The name Heartbleed OpenSSL Vulnerability (aka Heartbleed bug) is as scary as it sounds. Some reports say up to two thirds of all secure websites (e.g. those with a web address starting with a green https://) are using OpenSSL. It has been reported that Google was first to discover the Heartbleed bug that compromised sites including Yahoo, Tumblr, Flickr, Amazon, and other websites relying on OpenSSL for security. This security breach may provide hackers access to accounts, passwords, and credit card information.
Heartbleed and Your Systems
Business owners using OpenSSL for their email, website, eCommerce applications, or other web applications should take action to prevent data loss or theft. The fix for the Heartbleed bug should be installed on your operating systems, network appliances, and other software to ensure that confidential information is protected. Consider having your IT professional test your public web servers to determine if they are safe.

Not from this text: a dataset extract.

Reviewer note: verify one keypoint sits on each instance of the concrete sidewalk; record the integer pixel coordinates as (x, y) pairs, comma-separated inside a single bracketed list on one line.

Heartbleed and Your Employees
Your employees may have used websites that were exposed to the Heartbleed bug. This means their username and password combinations may have been compromised by hackers tapping into what was supposed to be encrypted communications. Employees should be reminded to reset passwords within the guidelines established by your company. There are plenty of resources on creating a secure password. Microsoft offers tips for creating a strong password on their website.
The Need for IT Security
Because the Heartbleed bug is pervasive, most internet users need to change passwords on sites like Gmail, Yahoo, and Facebook. The Heartbleed bug is a wake-up call to the importance of having an IT Security policy that includes strong password policy, employee training, and systems compliance. As applications get more complex, more issues like Heartbleed can be expected. The Heartbleed OpenSSL Vulnerability highlights that applications have security risks, and it is just a matter of finding them.